Written by
Christine Shin '25 and Isabella Gomes '25, Student Correspondents
April 14, 2022

During spring recess, a handful of Princeton University students participated in Breakout Princeton where they spent five days in New York City connecting with community organizations to explore the theme of Recipes for Human Rights: Refugee Experiences, Restaurants, and Resettlement. 

Sophomore Magdely Diaz de Leon, a trip leader, explained that "this trip revolved around exploring resettlement, forced migrations and refugees through the lens of food." Through Zoom meetings, dinner chats, and tours, Breakout Princeton participants interacted with advocacy organizations, restaurants, local activists, and community members, to take in a variety of perspectives on the complex questions around forced migration, our responsibility around human rights, and what the refugee experience is in the U.S. The group visited nonprofits focused on refugee employment, food waste reduction, and other aspects.

Princeton University student Gil Joseph holds a brown chicken.

Breakout Princeton participant Gil Joseph holds a chicken. Photo by: Geralyn Williams

One of these nonprofits was Emma’s Torch, which provides top-notch culinary training to refugees and helps them find meaningful careers in the food industry. There they met Kerry Brodie, founder of Emma’s Torch and a Princeton alumna, who led them on a visit to their training center and shared about the inner workings of the nonprofit. Aside from learning about the logistical work of nonprofits, the participants also learned ways to support community organizations in the long-term. At the end of each day, they engaged in reflection sessions, which were an opportunity to discuss what they had observed and learned from the day. 

When asked about significant moments from the week, participants mentioned varying aspects of the trip. One participant, first-year student Adriana Alvarado, stated that meeting a founder of a nonprofit helped her take into account the importance of logistics, economics, and policy in community service. Another first-year participant, Gil Joseph, said that this trip reinforced his interest in sociology, as he gained insight into different ways to carry out community service and insider information in the nonprofit sector. Trip leader Leon, mentioned the great dinner at Emma’s Torch and appreciated the opportunity to connect with other students while also highlighting the importance of "being in a place where you know work is happening.” 

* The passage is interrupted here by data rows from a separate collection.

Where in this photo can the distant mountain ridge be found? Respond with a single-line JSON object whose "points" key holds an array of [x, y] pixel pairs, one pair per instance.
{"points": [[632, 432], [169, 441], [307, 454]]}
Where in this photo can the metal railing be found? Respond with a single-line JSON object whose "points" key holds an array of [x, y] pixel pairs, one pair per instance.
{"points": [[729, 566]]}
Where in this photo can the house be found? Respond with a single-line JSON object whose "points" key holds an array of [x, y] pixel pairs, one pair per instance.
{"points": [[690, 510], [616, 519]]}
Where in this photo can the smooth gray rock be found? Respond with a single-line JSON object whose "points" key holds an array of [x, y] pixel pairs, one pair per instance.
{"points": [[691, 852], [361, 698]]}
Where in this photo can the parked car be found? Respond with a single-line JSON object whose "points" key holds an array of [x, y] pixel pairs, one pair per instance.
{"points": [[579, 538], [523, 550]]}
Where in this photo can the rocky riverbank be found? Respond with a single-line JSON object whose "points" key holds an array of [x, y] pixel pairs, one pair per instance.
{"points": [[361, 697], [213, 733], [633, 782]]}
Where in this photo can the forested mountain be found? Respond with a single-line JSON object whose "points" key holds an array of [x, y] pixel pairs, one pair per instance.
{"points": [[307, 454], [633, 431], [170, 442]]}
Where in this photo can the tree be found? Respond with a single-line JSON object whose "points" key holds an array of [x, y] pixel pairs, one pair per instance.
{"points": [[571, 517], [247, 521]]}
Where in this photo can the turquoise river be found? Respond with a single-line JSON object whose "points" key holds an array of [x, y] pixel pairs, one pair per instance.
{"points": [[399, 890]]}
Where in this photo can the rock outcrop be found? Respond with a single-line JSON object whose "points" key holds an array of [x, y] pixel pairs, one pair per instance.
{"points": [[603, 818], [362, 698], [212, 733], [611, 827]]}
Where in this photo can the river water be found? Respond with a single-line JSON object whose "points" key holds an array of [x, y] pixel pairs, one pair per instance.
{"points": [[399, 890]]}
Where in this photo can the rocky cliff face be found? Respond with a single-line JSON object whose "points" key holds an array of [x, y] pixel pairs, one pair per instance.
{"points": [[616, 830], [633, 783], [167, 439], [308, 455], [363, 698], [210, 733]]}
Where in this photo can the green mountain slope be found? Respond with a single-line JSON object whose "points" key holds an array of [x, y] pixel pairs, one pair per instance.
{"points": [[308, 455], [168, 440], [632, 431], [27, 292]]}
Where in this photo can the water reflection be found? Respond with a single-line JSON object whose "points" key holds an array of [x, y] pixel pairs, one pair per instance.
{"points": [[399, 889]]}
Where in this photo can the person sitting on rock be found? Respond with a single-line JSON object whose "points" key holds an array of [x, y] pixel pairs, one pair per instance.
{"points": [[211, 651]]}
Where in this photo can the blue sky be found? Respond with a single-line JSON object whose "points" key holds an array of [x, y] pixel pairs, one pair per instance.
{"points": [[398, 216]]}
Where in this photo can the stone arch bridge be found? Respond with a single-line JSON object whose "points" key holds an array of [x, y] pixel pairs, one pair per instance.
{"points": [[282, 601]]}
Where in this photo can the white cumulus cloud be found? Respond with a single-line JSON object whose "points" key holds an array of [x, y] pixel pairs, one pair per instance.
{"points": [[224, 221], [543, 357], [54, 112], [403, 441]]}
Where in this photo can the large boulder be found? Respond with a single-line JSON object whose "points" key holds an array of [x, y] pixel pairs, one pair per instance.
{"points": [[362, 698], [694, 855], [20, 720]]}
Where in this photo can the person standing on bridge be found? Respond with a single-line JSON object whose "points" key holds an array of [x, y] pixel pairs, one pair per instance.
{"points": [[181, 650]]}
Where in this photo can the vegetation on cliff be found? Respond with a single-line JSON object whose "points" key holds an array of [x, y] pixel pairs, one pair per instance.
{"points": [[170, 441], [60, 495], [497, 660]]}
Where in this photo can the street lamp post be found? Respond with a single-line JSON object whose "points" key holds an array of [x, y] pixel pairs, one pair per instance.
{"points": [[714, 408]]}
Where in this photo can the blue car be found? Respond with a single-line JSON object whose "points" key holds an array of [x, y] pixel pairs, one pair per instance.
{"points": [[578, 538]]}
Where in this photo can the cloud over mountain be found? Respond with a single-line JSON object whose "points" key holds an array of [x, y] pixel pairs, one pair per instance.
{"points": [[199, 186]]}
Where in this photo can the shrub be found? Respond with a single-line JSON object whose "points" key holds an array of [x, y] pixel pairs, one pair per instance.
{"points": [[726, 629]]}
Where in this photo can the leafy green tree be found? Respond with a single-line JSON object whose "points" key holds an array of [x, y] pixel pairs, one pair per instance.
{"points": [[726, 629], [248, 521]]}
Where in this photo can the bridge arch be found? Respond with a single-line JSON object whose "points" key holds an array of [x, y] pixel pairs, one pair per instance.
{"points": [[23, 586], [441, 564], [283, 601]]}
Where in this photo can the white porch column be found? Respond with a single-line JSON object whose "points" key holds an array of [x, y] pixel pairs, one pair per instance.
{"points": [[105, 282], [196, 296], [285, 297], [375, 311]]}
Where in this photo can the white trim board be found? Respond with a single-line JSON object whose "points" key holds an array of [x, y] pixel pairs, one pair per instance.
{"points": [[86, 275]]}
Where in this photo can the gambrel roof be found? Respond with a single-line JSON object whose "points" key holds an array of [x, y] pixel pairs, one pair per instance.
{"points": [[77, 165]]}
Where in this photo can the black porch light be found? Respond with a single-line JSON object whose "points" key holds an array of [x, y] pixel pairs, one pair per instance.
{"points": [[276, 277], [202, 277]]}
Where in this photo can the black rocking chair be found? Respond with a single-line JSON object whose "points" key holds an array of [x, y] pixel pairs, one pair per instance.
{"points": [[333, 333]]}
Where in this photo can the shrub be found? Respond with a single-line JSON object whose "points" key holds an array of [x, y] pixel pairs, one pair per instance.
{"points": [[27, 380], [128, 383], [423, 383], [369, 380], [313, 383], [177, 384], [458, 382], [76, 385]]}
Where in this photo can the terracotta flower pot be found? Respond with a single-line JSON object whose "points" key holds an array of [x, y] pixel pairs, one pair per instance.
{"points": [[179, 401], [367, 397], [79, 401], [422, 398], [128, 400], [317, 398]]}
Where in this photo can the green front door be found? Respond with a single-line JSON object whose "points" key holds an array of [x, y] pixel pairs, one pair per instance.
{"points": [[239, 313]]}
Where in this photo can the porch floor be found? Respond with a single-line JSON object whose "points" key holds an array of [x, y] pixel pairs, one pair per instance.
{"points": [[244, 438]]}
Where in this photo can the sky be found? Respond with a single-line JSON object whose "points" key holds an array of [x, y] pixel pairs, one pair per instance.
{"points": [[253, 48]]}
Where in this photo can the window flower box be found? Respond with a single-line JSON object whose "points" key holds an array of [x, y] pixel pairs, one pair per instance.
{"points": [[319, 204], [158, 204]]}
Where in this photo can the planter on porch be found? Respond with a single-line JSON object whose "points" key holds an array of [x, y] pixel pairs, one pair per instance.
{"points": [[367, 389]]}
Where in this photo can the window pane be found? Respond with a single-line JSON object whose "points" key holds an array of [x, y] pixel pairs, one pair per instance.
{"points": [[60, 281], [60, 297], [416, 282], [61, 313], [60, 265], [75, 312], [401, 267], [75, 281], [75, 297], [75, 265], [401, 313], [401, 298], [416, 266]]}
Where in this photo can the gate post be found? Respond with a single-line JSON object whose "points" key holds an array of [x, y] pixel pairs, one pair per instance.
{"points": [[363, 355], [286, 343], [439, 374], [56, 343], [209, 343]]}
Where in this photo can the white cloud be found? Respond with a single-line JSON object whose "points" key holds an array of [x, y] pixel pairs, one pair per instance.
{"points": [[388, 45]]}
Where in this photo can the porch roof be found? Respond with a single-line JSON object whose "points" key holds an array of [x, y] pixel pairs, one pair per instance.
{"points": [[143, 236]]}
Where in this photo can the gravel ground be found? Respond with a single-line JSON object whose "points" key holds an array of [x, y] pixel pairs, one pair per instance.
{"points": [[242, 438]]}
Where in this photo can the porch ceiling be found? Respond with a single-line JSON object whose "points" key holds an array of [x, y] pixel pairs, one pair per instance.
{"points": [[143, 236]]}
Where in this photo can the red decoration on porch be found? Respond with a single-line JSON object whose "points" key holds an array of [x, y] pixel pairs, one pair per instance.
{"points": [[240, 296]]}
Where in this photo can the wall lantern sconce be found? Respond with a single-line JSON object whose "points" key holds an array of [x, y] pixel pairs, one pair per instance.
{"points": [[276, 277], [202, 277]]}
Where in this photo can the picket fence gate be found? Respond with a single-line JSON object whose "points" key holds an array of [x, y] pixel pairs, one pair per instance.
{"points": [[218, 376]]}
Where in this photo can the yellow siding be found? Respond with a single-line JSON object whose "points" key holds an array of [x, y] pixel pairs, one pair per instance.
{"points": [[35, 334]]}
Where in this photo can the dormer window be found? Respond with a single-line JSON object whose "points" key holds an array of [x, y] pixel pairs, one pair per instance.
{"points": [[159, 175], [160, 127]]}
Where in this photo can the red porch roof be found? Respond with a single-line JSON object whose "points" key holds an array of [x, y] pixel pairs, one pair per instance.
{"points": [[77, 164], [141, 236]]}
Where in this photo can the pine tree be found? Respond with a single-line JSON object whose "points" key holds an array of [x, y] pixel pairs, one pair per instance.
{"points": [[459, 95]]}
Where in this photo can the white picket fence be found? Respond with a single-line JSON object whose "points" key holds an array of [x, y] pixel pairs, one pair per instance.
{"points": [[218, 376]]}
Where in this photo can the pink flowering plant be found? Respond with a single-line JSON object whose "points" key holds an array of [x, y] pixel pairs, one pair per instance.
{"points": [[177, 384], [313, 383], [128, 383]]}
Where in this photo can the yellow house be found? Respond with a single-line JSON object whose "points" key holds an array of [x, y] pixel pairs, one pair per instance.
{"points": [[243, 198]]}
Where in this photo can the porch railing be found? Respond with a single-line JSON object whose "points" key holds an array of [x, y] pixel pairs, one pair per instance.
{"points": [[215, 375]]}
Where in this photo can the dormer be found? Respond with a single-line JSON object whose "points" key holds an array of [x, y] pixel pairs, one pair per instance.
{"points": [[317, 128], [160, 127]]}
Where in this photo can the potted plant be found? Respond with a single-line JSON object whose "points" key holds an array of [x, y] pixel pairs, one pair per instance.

Breakout Princeton offers a unique opportunity to directly learn from people who are working on the front lines of community service. By making connections with community leaders, participants become more conscious of specific needs that should be addressed in local communities, all while bonding and reflecting with fellow Princeton students. As sophomore participant Ben Cai, remarked “it’s a great way to meet people who you otherwise wouldn’t have met because they’re in different majors and different clubs.” 

Overall, participants enjoyed the trip and had the opportunity to make new friends, learn about the theme of refugees and resettlement through the lens of food, and explore the city. 

Princeton University students and staff stand in front of a row of boxes indoors.

Breakout Princeton trip participants meet with Dr. Melony Samuels, Founder of Campaign Against Hunger (at center).